If you have been following the Chinese-restaurant scene in the San Gabriel Valley in the last few years, you probably know about Chengdu Taste, the restaurant that showed California the world of Sichuan cuisine that lay beyond mapo tofu and twice-cooked pork -- if only for the famous two-hour wait for a table on weekends.
And if you had been driving along Valley Boulevard in Alhambra in the last couple of weeks, you might have noticed another enormous crowd outside a Sichuan restaurant: the brand-new Szechuan Impression, home to yet another brand of modern Sichuan cuisine.

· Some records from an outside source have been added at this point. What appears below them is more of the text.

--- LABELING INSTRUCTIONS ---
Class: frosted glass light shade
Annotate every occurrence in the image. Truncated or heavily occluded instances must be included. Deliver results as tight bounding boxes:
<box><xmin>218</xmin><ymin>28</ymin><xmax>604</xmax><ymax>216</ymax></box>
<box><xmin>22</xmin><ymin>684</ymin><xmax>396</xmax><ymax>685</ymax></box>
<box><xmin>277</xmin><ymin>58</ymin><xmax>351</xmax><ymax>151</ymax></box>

When I dropped by this weekend, I discovered that I was waiting in line with Matthew Kang of Eater, NPR R&B critic Oliver Wang and Amy Duan of the great Chinese-language food site Chihuo, which means that Szechwan Impressions was probably the place to be.
FOR THE RECORD
Aug 12, 9:40 a.m.: An earlier version of this post misspelled the name of the restaurant as Szechwan Impression; the correct spelling is Szechuan Impression. Also, the name of the owner of the Chihuo website was listed as Amy Chua; her name is Amy Duan.
The chef comes from the kitchens of a five-star hotel in Chengdu, so the flavors will be familiar to aficionados of Sichuan cooking – cold, spicy rabbit, al dente cold noodles in chile oil, spicy lamb.
But if anything the flavors tend to come from the less-spicy end of the spectrum: chewy sliced pig’s ears smoked like Sichuan bacon; fried lozenges of rice cake sprinkled with soy powder and served on a puddle of liquefied black sugar; beautifully pickled Persian cucumbers; Chinese greens flash-fried in a smoking-hot wok. Garlic shredded pork with garlic (actually thinly sliced steamed pork) is oddly delicate. If you show up early enough to land one of the 20 orders of bon bon chicken cooked each day, you can get it either pale, with Sichuan pepper, or red, with the characteristic payload of chiles. And the Leshan beef – "Legcrossingly Yum,’’ the menu describes it – is not unlike a Korean-style soup of beef and turnips, bland until you drag the meat across a little saucer piled with chiles and aromatics.
I don't know where you're going to be next weekend. I plan to be at Szechuan Impressions, inhaling cold plum juice, drunken whelks and a plate of Big Mouth Zizong Ginger Frog ... if I can wrap my mind around the line.